They usually have a contemporary and a traditional service, but this morning was a single blended service before a church-wide meeting to vote on new leadership. Today was World(wide) Communion Sunday--a gift from Pittsburgh Presbyterians to the rest of the Church--but the liturgy little reflected it, except that the theme was the Holy Spirit at Pentecost. We realized it was the first worship service we had attended yet with a praise band, which I liked.
Afterwards we tramped up and down the hillside through the wet leaves, looking at the tombstones. We speculated about family relationships and causes of death, given the sex, age, and death year: toddler cousins who died of measles in the 1870s? A young man who succumbed after a farming accident in the 1830s? A middle-aged man who suffered a heart attack in the 1960s? Then there was the woman who had lost two children in infancy and whose third baby died a few months after she did. The husband/father was a minister. Speaking of which, what was John Wesley Somebody-or-Other doing buried in this Presbyterian churchyard?

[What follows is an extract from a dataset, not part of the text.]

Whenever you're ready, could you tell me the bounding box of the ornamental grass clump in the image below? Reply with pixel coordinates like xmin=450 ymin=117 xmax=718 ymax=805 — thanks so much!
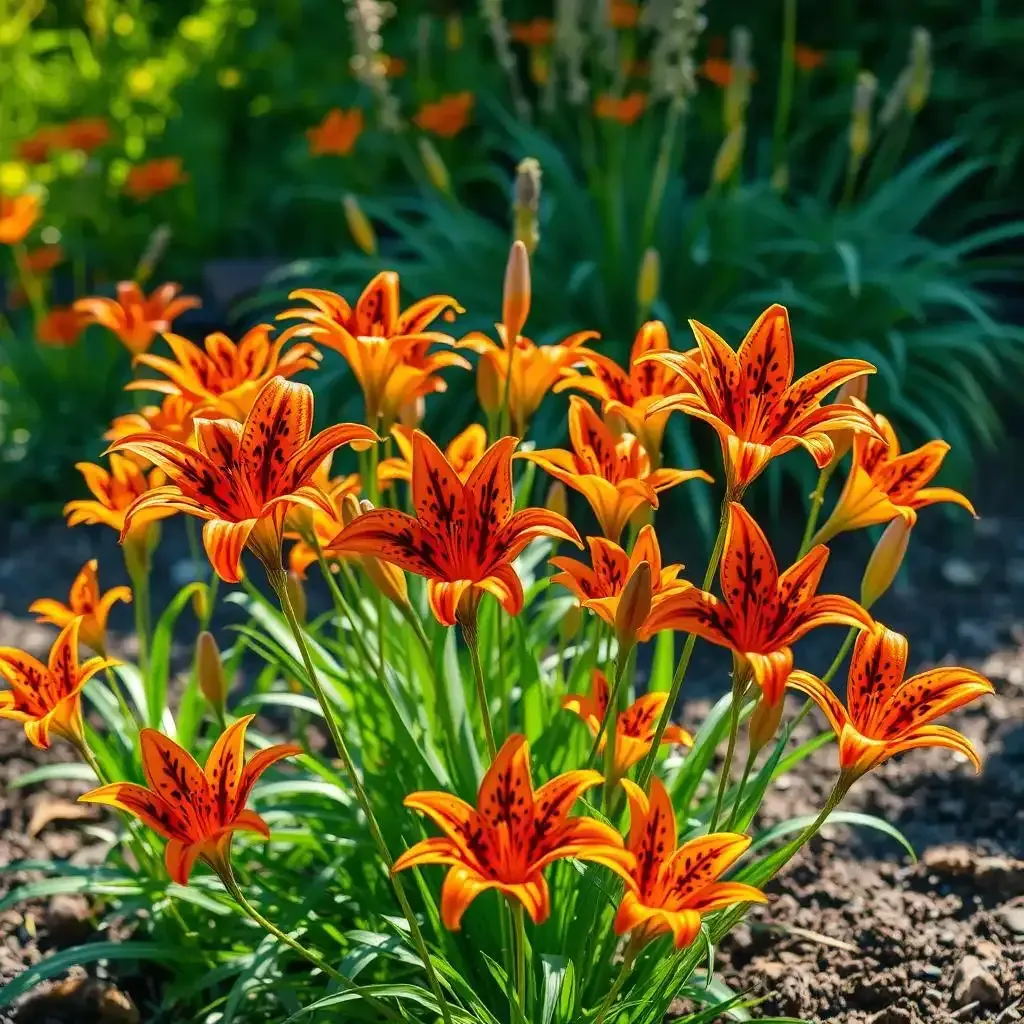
xmin=0 ymin=242 xmax=992 ymax=1024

The Beulah Cemetery has the largest collection of graves of Revolutionary War soldiers in Allegheny County. All the veterans' graves were marked with medallions and American flags. Here is the dual gravestone for "Elisabeth, wife of John Hughey, daughter of Robert King of Lancaster Co., PA, born Mar[ch] 10, 1753, died July 29, 1838, and John Hughey, son of Joseph Hughey of Lancaster Co., PA, born Jan. 31, 1752, died May 2, 1837, a soldier of the American Revolution."
Some of the gravestones are shiny and new, while others are small and so worn from the elements as to be illegible. I wondered about the efficacy of putting a "permanent" marker over a grave. DH opined that they probably last as long as necessary for those who care to remember.
Some cemeteries that are continuing to be maintained replace old, or badly damaged markers.